Dividenden-Psychologie: Geld-Gewitter versus monetärer Nieselregen

Jetzt geht’s los – die deutsche Dividendensaison startet in die heiße Phase. Am Osterdienstag zunächst Ex-Tag bei Airbus. Der Ausschüttungskrösus aus dem MDAX überweist erstmals mehr als eine Milliarde Euro an seine Anteilseigner, bevor am Freitag Beiersdorf und Gea weitere 330 Mio. Euro unter die Leute bringen.

70% des Jahresvolumens in sieben Wochen

Doch das ist nur der Auftakt zur großen Aktionärsbescherung. Kommende Woche stehen zwölf Hauptversammlungen auf der Agenda, eine Woche später bereits über 20 und in der Woche vom 8. Mai folgt der doppelte Rekord: Auf knapp 50 Aktionärstreffen werden Dividendenvorschläge im Volumen von mehr als 10 Mrd. Euro durchgewunken.

Dividendensaison 2017 Nieselregen Geld-Gewitter

Noch bis Ende Juni laden dann jeden Tag gleich mehrere Firmen zur Hauptversammlung. Die großen Beträge sind zu diesem Zeitpunkt aber längst durch: In den sieben Wochen zwischen dem 18. April und dem 2. Juni schütten über 170 Unternehmen rund 33 Mrd. Euro aus. Das sind mehr als 70% der gesamten Ausschüttungssumme des deutschen Aktienmarktes – und dass diese Quote nicht sogar 90% beträgt, liegt allein an Siemens und Daimler.
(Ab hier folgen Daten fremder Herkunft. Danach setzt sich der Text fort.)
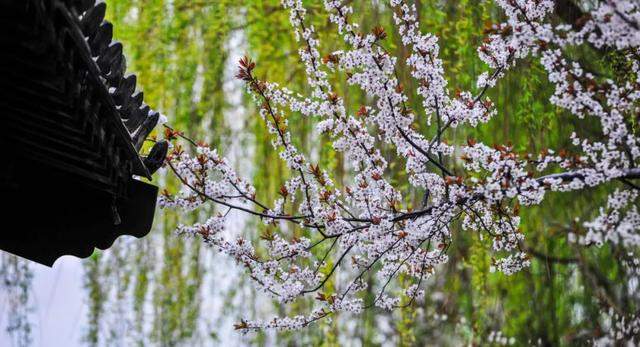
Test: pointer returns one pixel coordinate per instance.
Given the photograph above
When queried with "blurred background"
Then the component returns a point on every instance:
(170, 291)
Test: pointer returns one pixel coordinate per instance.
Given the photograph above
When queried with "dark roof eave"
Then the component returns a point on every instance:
(122, 133)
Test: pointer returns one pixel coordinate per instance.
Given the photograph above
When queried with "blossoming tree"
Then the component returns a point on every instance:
(370, 226)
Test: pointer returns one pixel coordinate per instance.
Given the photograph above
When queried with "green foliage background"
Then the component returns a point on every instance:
(180, 51)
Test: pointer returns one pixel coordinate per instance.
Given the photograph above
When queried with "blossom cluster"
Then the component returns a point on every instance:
(366, 226)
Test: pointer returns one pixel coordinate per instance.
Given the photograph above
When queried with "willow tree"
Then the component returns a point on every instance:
(400, 233)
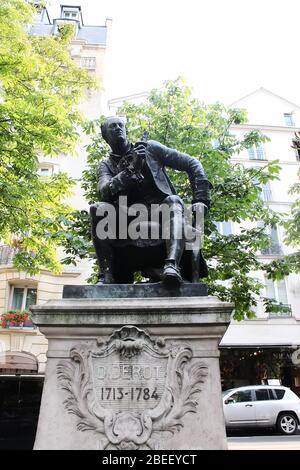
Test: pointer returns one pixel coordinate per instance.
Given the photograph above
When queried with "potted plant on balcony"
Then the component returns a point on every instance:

Die Münchener Industrie-Ikone hat ein versetztes Geschäftsjahr (01.10.-30.09.) und schüttet deshalb wie Infineon und ThyssenKrupp im Januar aus, während die schwäbische Auto-Schmiede traditionell Vollgas gibt und ihre Eigentümer schon Ende März zusammentrommelt.

Viel Zeit zum Grübeln und Zweifeln

Psychologisch ist diese Konzentration des Dividenden-Regens auf wenige Wochen im Frühjahr eher ungünstig. Denn nach dem großen Geld-Gewitter dauert’s wieder mehr als zehn Monate, bis die Ernte-Saison aufs Neue beginnt – viel Zeit zum Grübeln und Zweifeln, vor allem wenn die Kurse mal nicht mehr so fröhlich steigen wie zuletzt.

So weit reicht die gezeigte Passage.